Disentangling Technical and Content Attributes in Search Engine Ranking: A Comparative Study of Google and Bing

Cebeci, Göker; DİRİ, Banu

doi:10.1109/access.2026.3657977

Disentangling Technical and Content Attributes in Search Engine Ranking: A Comparative Study of Google and Bing

Cebeci G., DİRİ B.

IEEE Access, cilt.14, ss.14777-14793, 2026 (SCI-Expanded, Scopus)

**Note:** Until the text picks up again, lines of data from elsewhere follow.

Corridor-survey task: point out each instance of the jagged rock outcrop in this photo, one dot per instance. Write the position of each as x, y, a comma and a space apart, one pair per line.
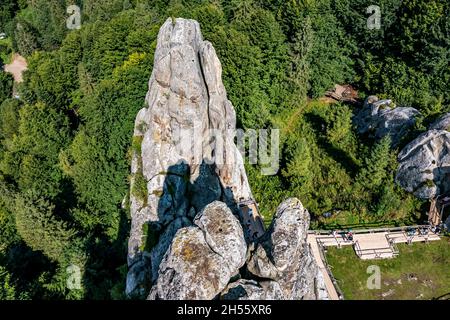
380, 118
253, 290
186, 185
172, 135
284, 256
424, 165
443, 123
202, 259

Yayın Türü: Makale / Tam Makale
Cilt numarası: 14
Basım Tarihi: 2026
Doi Numarası: 10.1109/access.2026.3657977
Dergi Adı: IEEE Access
Derginin Tarandığı İndeksler: Science Citation Index Expanded (SCI-EXPANDED), Scopus, Compendex, INSPEC, Directory of Open Access Journals
Sayfa Sayıları: ss.14777-14793
Anahtar Kelimeler: Comparative analysis, content relevance, ranking factors, semantic similarity, system profiling, technical performance
Yıldız Teknik Üniversitesi Adresli: Evet

Özet

This study presents a novel empirical methodology to characterize and compare the ranking environments of major information retrieval systems, specifically Google and Bing. By analyzing technical and content attributes from a dataset of 14,465 Search Engine Results Page (SERP) items collected from a homogeneous commercial discount domain comprising 500 queries, we aim to characterize observable associative patterns between resource attributes and ranking outcomes. The dataset includes Lighthouse performance metrics and advanced content features, such as Sentence-BERT-based semantic similarity. Using K-Means clustering, we identify five resource profiles representing emergent optimization archetypes. The analysis revealed that content-related factors had a higher aggregate importance for both systems (Google: 70.1%, Bing: 61.8%) than technical factors. Specifically, Random Forest feature importance analysis highlighted that for Bing, content volume was a dominant predictor, whereas for Google, semantic relevance signals outweighed pure keyword targeting. We further contextualize these findings within an "Authority–Optimization Trade-off" framework, suggesting that Google’s negative associations for certain on-page optimization signals likely reflect a ranking function that heavily weights latent domain authority over explicit on-page compliance. These findings highlight how modern learning-to-rank systems may differentially weight explicit content features and latent authority signals when balancing relevance, diversity, and quality.